P.S. Cortei a primeira frase deste post, que dizia que um filme dos irmãos Coen baseado numa obra de Cormac MacCarthy era de Tarantino (não sei como fui fazer tamanha confusão) e agradeço ao primeiro comentador a chamada de atenção. A quem ainda a leu, peço desculpa pela incorrecção.
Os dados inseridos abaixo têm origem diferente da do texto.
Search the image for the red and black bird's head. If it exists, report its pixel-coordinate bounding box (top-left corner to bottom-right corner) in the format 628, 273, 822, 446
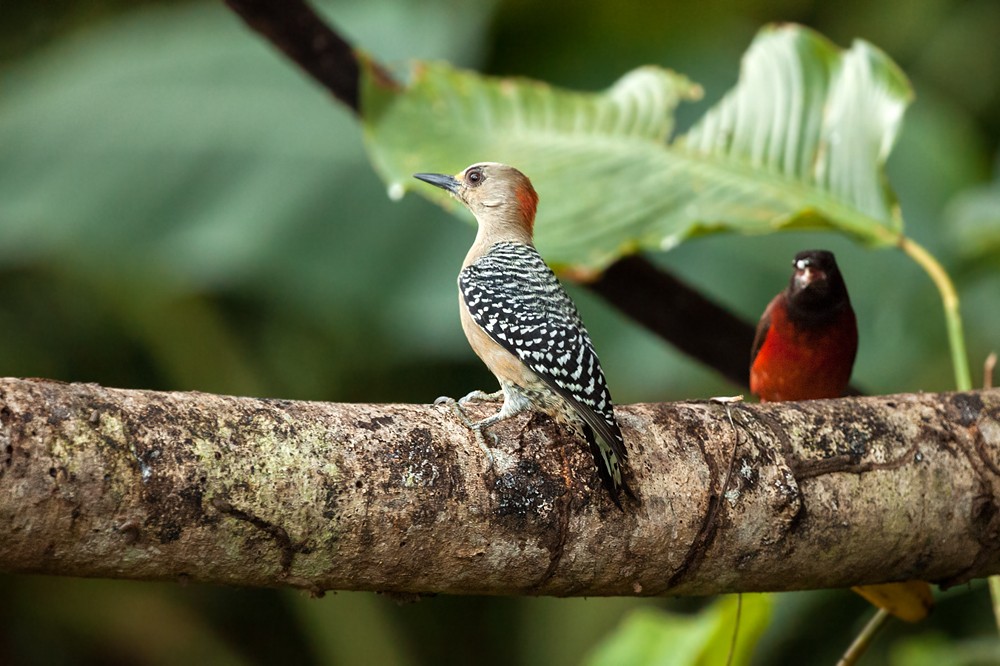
750, 250, 858, 401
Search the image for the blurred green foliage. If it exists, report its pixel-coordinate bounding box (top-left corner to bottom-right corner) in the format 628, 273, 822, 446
0, 0, 1000, 666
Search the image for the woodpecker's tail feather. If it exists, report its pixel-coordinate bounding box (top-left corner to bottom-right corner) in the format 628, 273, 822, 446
582, 423, 636, 511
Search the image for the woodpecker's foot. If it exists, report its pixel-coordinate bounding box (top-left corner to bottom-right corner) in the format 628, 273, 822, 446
434, 391, 498, 470
458, 391, 503, 405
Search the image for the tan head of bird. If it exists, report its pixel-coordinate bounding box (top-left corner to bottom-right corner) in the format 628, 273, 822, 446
413, 162, 538, 240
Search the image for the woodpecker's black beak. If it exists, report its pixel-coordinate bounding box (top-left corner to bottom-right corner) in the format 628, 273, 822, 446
413, 173, 462, 194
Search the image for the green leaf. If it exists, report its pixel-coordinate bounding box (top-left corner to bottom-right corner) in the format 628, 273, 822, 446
945, 180, 1000, 266
362, 26, 911, 270
587, 594, 772, 666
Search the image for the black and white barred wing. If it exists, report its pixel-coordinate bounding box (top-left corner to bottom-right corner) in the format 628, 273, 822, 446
458, 243, 626, 460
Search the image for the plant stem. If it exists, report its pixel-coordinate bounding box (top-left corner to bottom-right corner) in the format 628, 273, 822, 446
837, 608, 891, 666
899, 236, 972, 391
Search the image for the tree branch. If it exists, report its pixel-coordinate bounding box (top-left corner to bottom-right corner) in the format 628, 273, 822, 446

Aqui há tempos chegou aos nossos jornais o anúncio de que o Brasil interrompera a aplicação do Novo Acordo Ortográfico por achar que muitas das alterações que continha não tinham sido bem pensadas e que sobre elas não tinham sido consultados os principais interessados – os professores de Língua Portuguesa, entre outros. Na altura, depois de a notícia ser francamente aplaudida pelos que aqui em Portugal se declaram contra o NAO, vim aqui prevenir, num post, que essa notícia não era necessariamente boa, uma vez que algumas pessoas mais informadas afirmavam que o Brasil não queria chumbar medidas, mas, afinal, acrescentar muitas outras ainda mais discutíveis e radicais. E tinha pelos vistos razão nesse aviso, pois parece que vai ser mesmo assim. Para começar, chega a proposta de suprimir de uma vez por todas o «h» inicial, tornando «hora» em «ora» e «homens» em «omens» pela simples razão de que, não tendo qualquer som, a letra não faz falta nenhuma e aparentemente só gera confusão (alegrem-se os que sempre confundiram «há» com «à», que são muitos). Mas não é tudo: o «ch» (como em «chumbar») também desapareceria para sempre, sendo substituído por um simples «x», explicando um dos responsáveis pela nova proposta que o objectivo é ter um sistema com um mínimo possível de regras e excepções (para não termos muito que pensar, enfim, pois pensar é cansativo e, segundo o senhor, quase ninguém no Brasil sabe escrever, pelo que o melhor é mesmo simplificar). E estas luminárias querem agora discutir a sua proposta por videoconferência com os outros países, como se a questão da língua fosse coisa de conversar por Skype… Está tudo dito. Que mais nos irá acontecer?